To make the task concrete, here is one representative text per class (Swedish social-media posts; agreement score shown in brackets):
| Class | Agreement | Example (truncated) |
|---|---|---|
hate_and_misogyny | 100 % | Är singeltjejer med 180-sängar slampor?: En vana som jag har fått när jag är på… |
hate_only | 100 % | Kulturberikare i Skåne: Jag funderar på att flytta till det lilla samhället Blentarp utanför Sjöbo… |
misogyny_only | 75 % | Manshatande man?: Ok till att börja med ska sägas att jag är en heterosexuell man,… |
no_bias | 100 % | Juridiska möjligheter att förhindra byggandet av fula bostäder?: Hur kan jag med juridiska styrmedel förhindra… |
unclear | 50 % | Ni som bor i hyreslägenhet! Varför i helvete gör ni det? Inte råd?: Hej! Tycker… |
The misogyny_only and unclear classes have no fully unanimous examples — a reflection of the genuine ambiguity in annotating subtle misogyny and borderline content. The low count of unclear (11 texts) and its 50 % maximum agreement confirm that these cases are genuinely contested; they are excluded from the downstream classification task.

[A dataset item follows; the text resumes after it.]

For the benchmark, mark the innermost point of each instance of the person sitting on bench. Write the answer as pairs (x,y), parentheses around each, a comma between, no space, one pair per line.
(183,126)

Step 1 — What the Space Actually Looks Like
Before any numbers, let’s look at the raw geometry. We project each model’s 450 embeddings into 2-D using three methods — PCA, t-SNE, and UMAP — and overlay the 10 nearest neighbours of six randomly chosen anchor points (stars). Lines connect each anchor to its neighbourhood in high-dimensional space; if the projection is faithful, those lines stay short and local.
2-D projections of all five embedding models. Rows: PCA, t-SNE, UMAP. Columns: qwen_0.6b, qwen_4b, nomic, kalm_v1, kalm_v2.5. Stars mark anchor points; coloured lines connect each anchor to its 10 nearest neighbours in the original high-dimensional space.
A few things jump out immediately:
kalm_v2.5packs points into a very tight region. Anchor neighbourhoods overlap heavily — there is little room between different texts.nomicalso clusters tightly, but with a few stray outliers pulling anchor lines across the whole plot.qwen_0.6bandqwen_4bspread out more, and anchor neighbourhoods stay more local and compact.kalm_v1sits between the extremes — moderate spread, reasonable neighbourhood coherence.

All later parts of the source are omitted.